El corazón
le golpeaba en el pecho como un puño sobre una almohada. Creyó morir a causa de
la tremenda conmoción, preocupado por 'palmarla' con esa ridícula expresión,
con esa media sonrisa y con los ojos entornados, como un ahorcado apretando un billete
de lotería con ambas manos.
Pero no fue
su último día. Se puede suponer que aún le quedaban muchos más que soportar,
cada uno de ellos cubriendo de aburrimiento la antigua tristeza que formaba
parte de su existencia, al igual que el lunar descubierto en su espalda durante
la infancia.
El hecho de
que el billete de lotería fuera el más remunerado de la historia no lo
liberaría del profundo arraigamiento en la apatía. Aunque es cierto que,
durante unos meses, la fuerza del acontecimiento conseguiría rescatarlo de una
vulgar cotidianidad, de la simpleza de míseras rutinas. La fortuna lo llevaría
en volandas por los cielos de fantasías cumplidas, satisfaciendo todos sus
deseos en edenes donde el dinero es Dios y su poseedor, el dueño de Dios.
Pero sucede
que al escritor no le merece la pena describir aquellas fechas, porque, siendo
agotador para él, para el lector puede resultar aburrido. ¿Quién no conoce
alguna historia sobre algún nuevo rico? De alguien que, de repente, se hace
millonario y que, llegando a las costas de la felicidad, descubre un mundo
dichoso que es necesario colonizar; afortunados que se instalan en paraísos que
no saben cultivar, limitándose a tomar posesiones y a hartarse del gozo,
tratando de apagar los ardientes recuerdos de las carencias, de las
frustraciones.
Al cabo de
algún tiempo, el protagonista, si fuera listo, se convertiría en algún tipo de
Robinson, complacido con sus pertenencias, que ya no espera el barco de las
provisiones, con eso que tanto se echa en falta en esas cumbres: la verdad, lo
auténtico, el desinterés. Si no fuera listo, probablemente arruinaría el
territorio, habría secado el vergel y, en el vacío de la pérdida, soñaría
desesperadamente con el barco del regreso a su antigua vida, a las rutinas
vulgares, a la sencillez de la existencia minúscula.
El escritor,
ya está dicho, no desea escribir una historia repetida una y mil veces,
historias de libertos que se limitan a pastar entre sus riquezas, historias de
los que añoran el yugo, la tranquilizadora irresponsabilidad del esclavo, las
cómodas dimensiones de las verdades aparentes, la confortable residencia en las
tradiciones.
Al escritor
le gustaría escribir la maravillosa historia de un navegante que no tiene temor
a sufrir un nuevo naufragio, la de alguien que, con pulso firme, día a día, va
perfilando el mapa de sus emociones; escribir sobre el que podría ser el único
ser humano libre del planeta, de ese que se conquistó a sí mismo antes de
conquistar el mundo, de ese que nada teme, que nada desea; escribir, por
ejemplo, sobre un hombre que abandonó su casa dejando las puertas abiertas y
que, después de enterrar su oro, dibujó cien mapas verdaderos, lanzándolos a
cien aguas diferentes en cien botellas iguales, con la esperanza de encontrar
al menos a un soñador digno de su riqueza; escribir sobre alguien que se
deshace de su fortuna entregando fajos de dinero en los aeropuertos, intentando
insuflar aire en las velas del auténtico viajero, de ese que prefiere seguir
adelante, hacia el futuro, en lugar de regresar a su pueblo para dormir al
calor del dinero oculto en su colchón.
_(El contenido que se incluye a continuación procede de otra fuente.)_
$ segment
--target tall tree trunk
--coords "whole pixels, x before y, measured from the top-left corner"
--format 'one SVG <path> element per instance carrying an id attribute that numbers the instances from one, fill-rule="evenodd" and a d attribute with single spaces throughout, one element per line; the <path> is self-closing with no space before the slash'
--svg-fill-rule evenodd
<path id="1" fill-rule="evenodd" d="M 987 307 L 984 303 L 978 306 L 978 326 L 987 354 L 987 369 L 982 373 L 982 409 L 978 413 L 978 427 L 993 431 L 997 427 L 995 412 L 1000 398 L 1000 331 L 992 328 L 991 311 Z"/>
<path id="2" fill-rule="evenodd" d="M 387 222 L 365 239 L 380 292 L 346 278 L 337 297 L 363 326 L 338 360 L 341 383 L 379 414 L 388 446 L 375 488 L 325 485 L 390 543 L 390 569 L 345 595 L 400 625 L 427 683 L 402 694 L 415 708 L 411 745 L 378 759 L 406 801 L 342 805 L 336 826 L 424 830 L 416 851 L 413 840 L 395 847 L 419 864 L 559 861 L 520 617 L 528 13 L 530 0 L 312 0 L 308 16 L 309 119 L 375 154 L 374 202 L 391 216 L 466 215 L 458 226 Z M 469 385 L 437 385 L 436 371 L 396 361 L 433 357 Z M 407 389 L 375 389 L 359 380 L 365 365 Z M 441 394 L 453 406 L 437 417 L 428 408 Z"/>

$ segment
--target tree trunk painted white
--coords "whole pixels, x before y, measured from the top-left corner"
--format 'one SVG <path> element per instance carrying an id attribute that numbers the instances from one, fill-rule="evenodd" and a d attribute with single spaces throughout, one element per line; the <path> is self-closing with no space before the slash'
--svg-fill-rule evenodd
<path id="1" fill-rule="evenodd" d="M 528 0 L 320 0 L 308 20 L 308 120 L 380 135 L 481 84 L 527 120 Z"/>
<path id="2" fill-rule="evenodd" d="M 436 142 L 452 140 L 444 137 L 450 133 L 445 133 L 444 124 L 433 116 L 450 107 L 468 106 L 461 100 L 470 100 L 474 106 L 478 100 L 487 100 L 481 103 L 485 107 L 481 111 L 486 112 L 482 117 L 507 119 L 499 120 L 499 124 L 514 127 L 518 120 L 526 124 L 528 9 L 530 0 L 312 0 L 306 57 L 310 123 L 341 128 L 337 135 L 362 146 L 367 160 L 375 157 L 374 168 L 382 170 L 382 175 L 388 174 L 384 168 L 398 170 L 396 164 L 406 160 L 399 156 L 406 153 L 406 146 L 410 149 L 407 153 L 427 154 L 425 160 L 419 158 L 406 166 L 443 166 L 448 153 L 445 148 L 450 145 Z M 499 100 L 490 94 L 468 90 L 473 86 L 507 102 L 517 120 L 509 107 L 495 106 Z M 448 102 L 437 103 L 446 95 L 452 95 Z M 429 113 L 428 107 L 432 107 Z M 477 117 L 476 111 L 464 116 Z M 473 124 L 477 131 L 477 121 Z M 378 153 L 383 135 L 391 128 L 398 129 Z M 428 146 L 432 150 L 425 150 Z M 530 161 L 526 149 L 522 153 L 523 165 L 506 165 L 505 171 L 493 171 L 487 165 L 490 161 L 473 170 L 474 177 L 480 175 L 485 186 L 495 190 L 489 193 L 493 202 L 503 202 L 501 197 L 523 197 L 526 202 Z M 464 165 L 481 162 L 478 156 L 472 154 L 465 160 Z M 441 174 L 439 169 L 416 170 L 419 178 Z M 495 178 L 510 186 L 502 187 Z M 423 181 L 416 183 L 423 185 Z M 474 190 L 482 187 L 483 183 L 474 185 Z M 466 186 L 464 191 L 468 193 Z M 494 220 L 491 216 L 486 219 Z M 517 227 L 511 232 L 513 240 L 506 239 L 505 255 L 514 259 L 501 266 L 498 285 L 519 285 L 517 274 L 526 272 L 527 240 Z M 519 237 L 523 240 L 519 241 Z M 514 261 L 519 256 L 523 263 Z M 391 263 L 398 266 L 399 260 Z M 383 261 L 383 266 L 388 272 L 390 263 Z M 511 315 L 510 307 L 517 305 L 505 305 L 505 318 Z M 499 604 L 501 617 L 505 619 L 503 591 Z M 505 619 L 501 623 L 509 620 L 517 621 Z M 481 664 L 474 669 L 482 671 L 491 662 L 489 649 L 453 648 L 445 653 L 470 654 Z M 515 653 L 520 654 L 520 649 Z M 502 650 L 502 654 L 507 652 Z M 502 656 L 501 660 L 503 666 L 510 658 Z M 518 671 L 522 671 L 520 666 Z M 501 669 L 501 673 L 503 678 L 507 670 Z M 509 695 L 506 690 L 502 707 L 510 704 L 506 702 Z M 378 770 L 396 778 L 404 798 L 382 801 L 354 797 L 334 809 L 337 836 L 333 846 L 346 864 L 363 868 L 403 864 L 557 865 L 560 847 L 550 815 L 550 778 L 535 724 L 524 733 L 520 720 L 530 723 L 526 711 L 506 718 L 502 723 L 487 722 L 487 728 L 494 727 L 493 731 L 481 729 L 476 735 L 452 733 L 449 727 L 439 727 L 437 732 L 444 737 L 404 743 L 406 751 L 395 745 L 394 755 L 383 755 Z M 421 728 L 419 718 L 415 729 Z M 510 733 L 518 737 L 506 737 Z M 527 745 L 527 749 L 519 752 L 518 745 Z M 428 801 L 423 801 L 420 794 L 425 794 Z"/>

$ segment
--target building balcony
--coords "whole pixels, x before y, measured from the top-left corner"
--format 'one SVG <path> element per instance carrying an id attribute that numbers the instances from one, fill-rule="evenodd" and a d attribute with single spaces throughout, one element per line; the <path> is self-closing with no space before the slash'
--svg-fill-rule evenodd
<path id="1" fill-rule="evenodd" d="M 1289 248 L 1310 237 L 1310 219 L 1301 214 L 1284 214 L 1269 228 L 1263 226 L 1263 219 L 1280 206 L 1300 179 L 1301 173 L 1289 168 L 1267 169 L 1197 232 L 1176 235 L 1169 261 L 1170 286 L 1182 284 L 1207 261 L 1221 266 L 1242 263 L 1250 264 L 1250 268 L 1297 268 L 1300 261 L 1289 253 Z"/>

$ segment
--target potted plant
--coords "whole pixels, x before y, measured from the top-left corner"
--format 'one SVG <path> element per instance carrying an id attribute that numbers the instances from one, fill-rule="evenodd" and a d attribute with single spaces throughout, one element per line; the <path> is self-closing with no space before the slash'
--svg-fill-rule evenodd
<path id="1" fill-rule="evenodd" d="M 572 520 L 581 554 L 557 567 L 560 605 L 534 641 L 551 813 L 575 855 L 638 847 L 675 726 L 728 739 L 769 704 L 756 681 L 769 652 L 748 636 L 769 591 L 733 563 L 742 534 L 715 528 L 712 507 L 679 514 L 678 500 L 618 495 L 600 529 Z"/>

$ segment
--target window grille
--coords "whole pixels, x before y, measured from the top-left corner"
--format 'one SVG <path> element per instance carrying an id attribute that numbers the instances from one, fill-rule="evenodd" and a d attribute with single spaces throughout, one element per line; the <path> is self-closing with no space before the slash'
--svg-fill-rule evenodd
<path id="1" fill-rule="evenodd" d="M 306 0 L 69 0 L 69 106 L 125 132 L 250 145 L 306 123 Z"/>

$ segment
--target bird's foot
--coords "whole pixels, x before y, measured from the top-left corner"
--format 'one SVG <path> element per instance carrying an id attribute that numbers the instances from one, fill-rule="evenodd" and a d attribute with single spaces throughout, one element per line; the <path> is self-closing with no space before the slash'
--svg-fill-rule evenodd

Pero... aunque parezca que el escritor
es todopoderoso, que en sus fabulaciones hace y deshace, que como único Dios de
su universo puede crear infinitos mundos, a veces, las criaturas, sus
personajes se revelan, porque no creen en ningún dios, porque ni siquiera creen
en sí mismos cuando el lector no los descubre. Así podría ocurrirle al hombre
agraciado con el mayor premio de la historia de la lotería mundial, y puede que
fuera por eso por lo que se reveló contra su creador, haciendo pedazos el
billete para no tener que conquistarse, para no tener que abandonar su casa
dejando las puertas abiertas, para no tener que enterrar tesoros y repartir
fajos de billetes en los aeropuertos, tal y como le gustaría escribir a Dios.
A veces
ocurre así: los personajes se revelan, obligan a escribir al escritor su
verdad, su propia historia, en la que, generalmente, no quieren ser
protagonistas de nada porque están hartos de los excéntricos caprichos de la
fortuna, de los inconmensurables sucesos, de gestas heroicas, de las tremendas
exigencias de sus creadores.
La mayoría
simplemente quiere que el escritor escuche sus oraciones.